1. Overview

Python Data Science

Introduction

Welcome to the course on data science with Python. This course steps through basic data science and machine learning skills to analyze data and create actionable information. It address major steps of the Cross-Industry Standard Process for Data Mining Cycle (CRISP-DM) that has 6 phases.

  1. Business Understanding - purpose of the data science project
  2. Data Understanding - assess available data to address the business case
  3. Data Preparation - exploratory data analysis, feature engineering, and transformations
  4. Modeling - select and train regressors or classifiers
  5. Evaluation - test models with various criteria
  6. Deployment - production phase to deploy models in data pipelines

The 12 exercises are designed to be completed in 2-3 hours (15-20 minutes each) but sections can be skipped if you already have the background knowledge.

  1. Overview (this lesson)
  2. Data Import and Export
  3. Data Analysis
  4. Visualize Data
  5. Prepare (Cleanse, Scale, Divide) Data
  6. Regression
  7. Features
  8. Classification
  9. Interpolation
  10. Solve Equations
  11. Differential Equations
  12. Time Series

It is best to follow the lessons in these steps because the later lessons build upon the information from the prior lessons.

Final Project

cell

You are designing a next-generation cell phone and the battery and processor on the cell phone generate a lot of heat. You want to make sure that the material between them will prevent over-heating of the battery by the processor.

battery_cpu

The final project will help you answer questions about material properties for predicting the temperature of the battery and processor. It uses data from the temperature control lab to determine thermal conductivity. See the Final Project after going through the 12 lessons and when you are ready for the challenge.

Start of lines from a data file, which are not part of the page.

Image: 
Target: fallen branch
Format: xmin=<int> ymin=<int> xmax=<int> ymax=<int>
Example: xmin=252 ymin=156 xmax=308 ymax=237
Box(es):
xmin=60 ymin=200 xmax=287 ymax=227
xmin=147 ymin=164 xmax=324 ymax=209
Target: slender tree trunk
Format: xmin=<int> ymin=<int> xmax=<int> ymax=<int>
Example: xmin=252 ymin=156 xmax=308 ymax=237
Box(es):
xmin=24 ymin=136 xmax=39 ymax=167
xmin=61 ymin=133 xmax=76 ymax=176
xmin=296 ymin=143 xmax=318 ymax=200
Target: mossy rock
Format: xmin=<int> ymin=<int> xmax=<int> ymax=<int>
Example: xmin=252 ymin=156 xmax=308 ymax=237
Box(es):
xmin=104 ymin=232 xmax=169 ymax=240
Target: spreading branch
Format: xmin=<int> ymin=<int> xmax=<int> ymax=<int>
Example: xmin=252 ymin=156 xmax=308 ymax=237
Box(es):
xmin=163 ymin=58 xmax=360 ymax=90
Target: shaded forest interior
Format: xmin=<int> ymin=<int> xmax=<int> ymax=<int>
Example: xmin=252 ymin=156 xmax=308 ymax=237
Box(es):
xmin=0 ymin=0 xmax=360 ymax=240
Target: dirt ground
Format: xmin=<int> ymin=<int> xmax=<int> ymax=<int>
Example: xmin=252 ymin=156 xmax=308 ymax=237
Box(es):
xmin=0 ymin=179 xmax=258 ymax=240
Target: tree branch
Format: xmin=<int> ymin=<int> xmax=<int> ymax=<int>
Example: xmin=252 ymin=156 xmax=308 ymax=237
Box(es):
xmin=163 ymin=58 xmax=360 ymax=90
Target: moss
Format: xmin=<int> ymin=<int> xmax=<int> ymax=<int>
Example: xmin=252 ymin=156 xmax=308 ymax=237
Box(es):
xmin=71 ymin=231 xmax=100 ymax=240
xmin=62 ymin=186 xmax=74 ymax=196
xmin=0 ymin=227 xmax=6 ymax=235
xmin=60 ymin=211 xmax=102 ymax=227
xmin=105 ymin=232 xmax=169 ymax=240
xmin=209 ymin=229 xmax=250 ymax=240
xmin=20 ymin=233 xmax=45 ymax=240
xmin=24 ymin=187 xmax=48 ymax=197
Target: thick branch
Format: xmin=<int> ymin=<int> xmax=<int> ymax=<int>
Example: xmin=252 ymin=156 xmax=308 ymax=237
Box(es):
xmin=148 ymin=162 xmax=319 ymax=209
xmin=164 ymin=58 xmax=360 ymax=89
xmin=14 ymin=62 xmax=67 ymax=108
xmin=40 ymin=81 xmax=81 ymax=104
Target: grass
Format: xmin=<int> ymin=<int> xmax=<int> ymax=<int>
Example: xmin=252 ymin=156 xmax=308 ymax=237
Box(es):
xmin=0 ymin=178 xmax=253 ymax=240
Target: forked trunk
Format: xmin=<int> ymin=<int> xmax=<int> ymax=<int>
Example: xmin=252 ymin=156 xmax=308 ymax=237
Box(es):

What Runs Python Commands?

The Python executable runs the commands. A Jupyter notebook starts a Python session called a kernel. Restarting the kernel removes any of the prior cell results and stops any running code.

In [ ]:
import sys
print(sys.executable)

Where is the Current Working Directory?

The current working directory is where the IPython notebook is located. It is also where files will be stored and retrieved. It is possible to change the current working directory with os.chdir(path)

In [ ]:
import os
print(os.getcwd())

There are seperate Jupyter notebook files to help with TCLab installation. There are also Frequently Asked Questions for setup and troubleshooting. More information on installation of TCLab package is in the IPython notebook TCLab Help.

exercise

Python Package Management

Package management in data science and machine learning is an important topic because of the pace of new releases. It may be important to have the latest or a specific version of a package.

To install packages, use the pip (or conda) package manager. An alternative is to start an Anaconda prompt from the start menu, start a DOS prompt with Windows-key+r cmd, or terminal on MacOS/Linux and type:

gekko

python -m pip install gekko

If you would like to run this same command in a Jupyter notebook then use an exclamation mark in front.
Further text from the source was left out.